Use Your Web Site to Market

New York (May 24, 2004) -- Many accounting firms need to coordinate their marketing efforts more with their Web site, according to Robert Algeri, partner with the New York-based Web and print design firm Great Jakes.

Algeri maintains that sites are critical to accounting firms, as they are to other professional-services companies. Speaking at a luncheon meeting of the New York Metropolitan chapter of the Association for Accounting Marketing, he cited research that indicates that 15 to 20 percent of established businesses look for a new accounting firm every year. He also noted that 73 percent of law firms have reported that they have good clients who first found them via the firm’s site. “We can only assume it’s about the same for accounting firms,” Algeri said.

All sites should have marketing the firm foremost in mind, integrating the site’s look-and-feel with that of the firm’s brochure, direct-mail pieces and other marketing materials, according to Algeri.
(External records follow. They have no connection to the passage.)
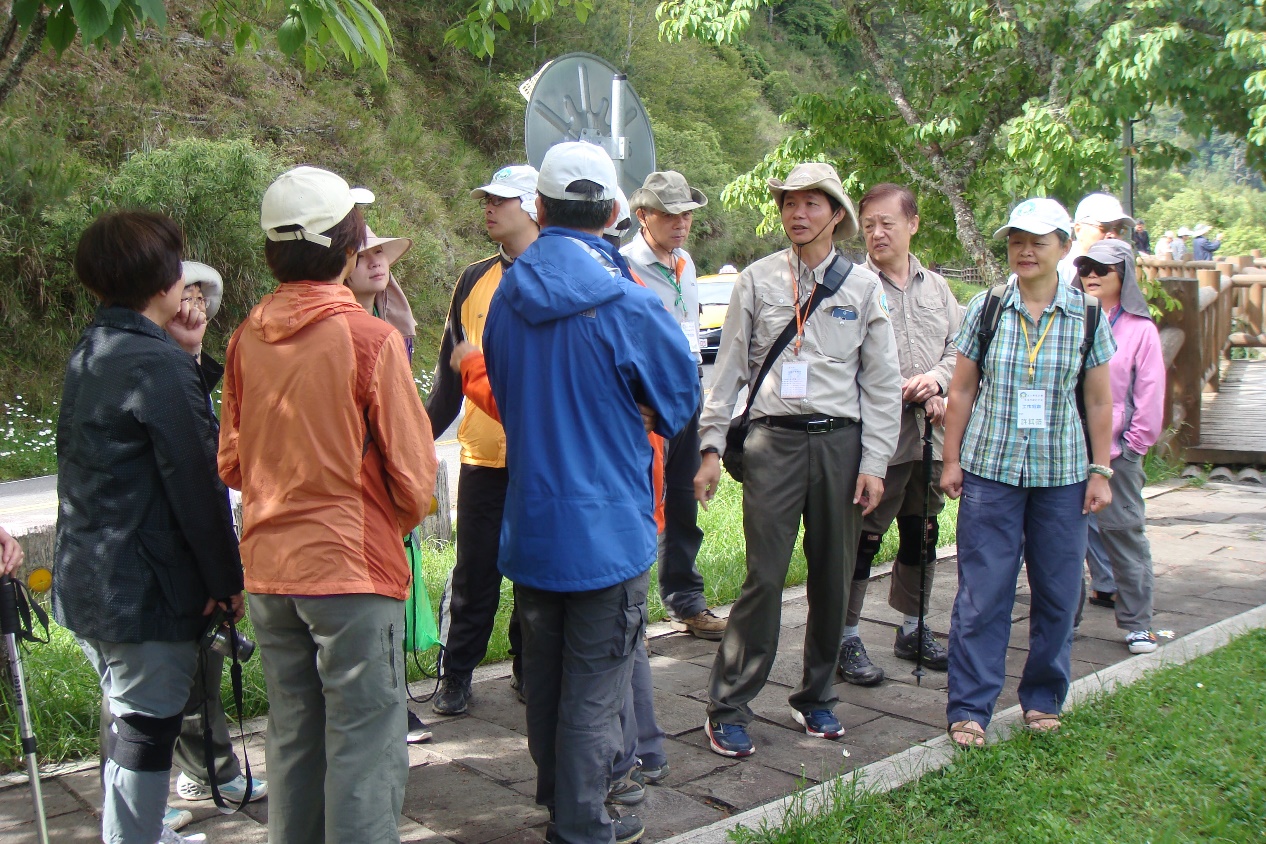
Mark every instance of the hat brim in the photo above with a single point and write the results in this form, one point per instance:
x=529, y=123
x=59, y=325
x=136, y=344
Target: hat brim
x=646, y=198
x=847, y=227
x=505, y=191
x=393, y=248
He further suggests that the firm's marketer or marketing department should be in charge of the site.

He recommends devoting sections of the site to the firm’s niche areas, including case studies, articles and links to bios of partners involved with the niche. He also recommends including downloadable PDFs, quotes and staff headshots in a press section.

Get rid of links, says Algeri, unless they help clients and prospective clients in some specific way. “Links on your site were a great idea in 1997,” he said. “But clients are not going to come to the sites of accounting firms to find The New York Times.”

Should your firm merge with another firm or be acquired, Algeri recommends changing your Web site as gradually as possible.